Certainly, the result was the kind of thing that made us think, "That's why we spent money on these guys." But it's also easy to get caught up in what you think you want, like when you want a high-end locker room.


The problem with "high-end" isn't really building it. A good designer can help you find ways to look high-end without necessarily breaking your construction budget. But it's not the one-time cost of your decisions that comes back to bite you, it's the ongoing cost. Those costs start with maintenance, since high-end materials simply require more care, and likely more expensive materials to maintain.

Then, eventually, everything breaks or needs to be replaced. When faced with repairs and replacements, we've downgraded much of what we installed. The paper towel dispensers were awful. They looked great, but nobody could grab just one towel, and they didn't have a little window to see how many were left. The fancy ones got replaced by $25 plastic models. The toilet paper dispensers with the annoying clasp mechanism had to go. When we had leaky faucets, we weren't about to spend the same kind of money on replacement fixtures. A bigger problem was the showers. They were gorgeous, with limestone tile, and they surely helped us sell a lot of memberships as people toured our locker rooms. But after years of grout repairs, and re-grouting and more re-grouting, we were through with leaks and other inconveniences. We ripped them all out in favor of fiberglass stalls. It was sort of sad, but necessary and practical.

While your designers, architect and contractors might think otherwise, never forget that you are in charge. One of the reasons we were so happy with the pool was that we learned more about pools than we ever thought we would. (Anyone want to discuss vapor barriers, or the latest water treatment technology?)

As a result, we participated in almost every decision that was made.
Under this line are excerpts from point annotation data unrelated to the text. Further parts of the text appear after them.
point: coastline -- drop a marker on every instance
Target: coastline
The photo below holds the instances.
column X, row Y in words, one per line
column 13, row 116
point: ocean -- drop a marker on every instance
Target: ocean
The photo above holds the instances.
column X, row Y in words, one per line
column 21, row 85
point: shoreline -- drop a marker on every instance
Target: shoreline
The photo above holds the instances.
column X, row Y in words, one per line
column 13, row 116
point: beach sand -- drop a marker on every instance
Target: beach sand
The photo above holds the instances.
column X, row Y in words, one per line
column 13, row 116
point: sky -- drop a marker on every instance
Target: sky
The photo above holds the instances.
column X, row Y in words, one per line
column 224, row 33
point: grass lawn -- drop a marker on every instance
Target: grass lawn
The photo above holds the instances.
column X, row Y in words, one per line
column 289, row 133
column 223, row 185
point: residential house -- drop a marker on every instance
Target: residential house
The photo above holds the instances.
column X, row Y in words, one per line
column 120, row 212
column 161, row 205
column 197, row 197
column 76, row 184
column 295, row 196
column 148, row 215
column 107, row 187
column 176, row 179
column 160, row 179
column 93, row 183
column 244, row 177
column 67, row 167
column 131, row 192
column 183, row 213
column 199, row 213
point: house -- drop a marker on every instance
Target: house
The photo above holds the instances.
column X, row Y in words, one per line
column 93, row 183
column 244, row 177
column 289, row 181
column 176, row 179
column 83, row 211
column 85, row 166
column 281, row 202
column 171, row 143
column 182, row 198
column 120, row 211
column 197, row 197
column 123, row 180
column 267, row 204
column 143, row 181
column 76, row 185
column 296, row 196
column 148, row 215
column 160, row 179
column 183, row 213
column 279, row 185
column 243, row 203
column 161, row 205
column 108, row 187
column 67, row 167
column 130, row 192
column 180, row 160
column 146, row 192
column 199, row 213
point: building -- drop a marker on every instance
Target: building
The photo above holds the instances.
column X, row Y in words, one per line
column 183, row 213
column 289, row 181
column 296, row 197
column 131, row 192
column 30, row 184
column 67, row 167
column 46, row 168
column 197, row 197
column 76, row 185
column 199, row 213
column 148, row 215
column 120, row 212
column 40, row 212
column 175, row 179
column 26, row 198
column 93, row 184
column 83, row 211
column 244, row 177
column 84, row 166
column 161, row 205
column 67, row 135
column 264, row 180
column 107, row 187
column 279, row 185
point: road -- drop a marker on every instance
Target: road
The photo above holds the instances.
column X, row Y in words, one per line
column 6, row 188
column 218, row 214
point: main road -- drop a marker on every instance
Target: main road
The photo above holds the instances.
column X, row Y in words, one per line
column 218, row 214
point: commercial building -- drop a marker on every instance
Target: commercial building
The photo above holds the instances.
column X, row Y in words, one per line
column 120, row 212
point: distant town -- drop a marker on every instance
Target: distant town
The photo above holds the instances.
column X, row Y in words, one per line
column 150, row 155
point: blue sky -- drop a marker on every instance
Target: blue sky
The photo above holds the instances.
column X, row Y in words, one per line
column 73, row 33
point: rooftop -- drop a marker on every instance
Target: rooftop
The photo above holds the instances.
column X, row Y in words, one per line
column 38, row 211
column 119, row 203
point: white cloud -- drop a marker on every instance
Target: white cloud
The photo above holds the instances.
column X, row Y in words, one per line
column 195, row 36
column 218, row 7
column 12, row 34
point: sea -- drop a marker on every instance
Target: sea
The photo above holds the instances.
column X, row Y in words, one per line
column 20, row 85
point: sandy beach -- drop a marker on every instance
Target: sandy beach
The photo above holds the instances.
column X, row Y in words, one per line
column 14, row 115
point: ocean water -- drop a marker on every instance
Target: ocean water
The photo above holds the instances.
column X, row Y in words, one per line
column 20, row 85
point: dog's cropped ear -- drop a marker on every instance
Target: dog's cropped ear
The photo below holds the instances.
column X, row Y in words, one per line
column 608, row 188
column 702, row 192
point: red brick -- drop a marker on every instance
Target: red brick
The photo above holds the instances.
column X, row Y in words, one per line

On the other hand, something we learned nothing about was steam rooms. Everyone we spoke with — everyone who didn't own a health club — said, "Steam rooms are easy. They are like giant showers." Except they're not. They leak. All steam rooms leak. We didn't know that until it was too late, and since we put our steam rooms in our second floor locker rooms, they leaked into the workout area below them. They have been shuttered and will remain so until we decide to reclaim the space. The money, time and space we wasted is something we try not to think about.


So, if you think you don't have to become an expert in every aspect of your building, you are mistaken. After all, your team of experts gets to go on to the next job after they leave you, but you will have to run your facility and deal with the consequences of their decisions if you aren't involved. Your designer might choose a gorgeous carpet for you, but will it hold up to the kind of traffic you are expecting? Carpet guys will tell you that industrial carpet for high-traffic areas is best if it is dark with lots of crazy patterns. Do you know what that means? It means ugly. But ugly and practical can be a lot easier to deal with than lovely and hard to keep clean.

Sometimes you will be well served by letting your designers go crazy. We did that with our main staircase, which is a design and construction wonder with a 180-degree turn, all crafted from wood and drywall. The railing was handcrafted by a local blacksmith who did it the old fashioned way, with iron, heat and hammers. It's gorgeous and the centerpiece of the building.

Then there are times you will want to reel them in, and not just because of raw cost. Sometimes it's just practicality, like not wanting too many different light fixtures with different types of bulbs, or different styles of ceiling tile, or a drywall ceiling where ceiling tile makes more sense.

Ultimately, you want to strike a balance between what your design team wants to do and what you need to run a successful facility on a daily basis. And that's how we chose our paint color from those horrible little samples. We thought, "What would our designer do?" Then we thought, "What do we want to do?" That made the decision easy.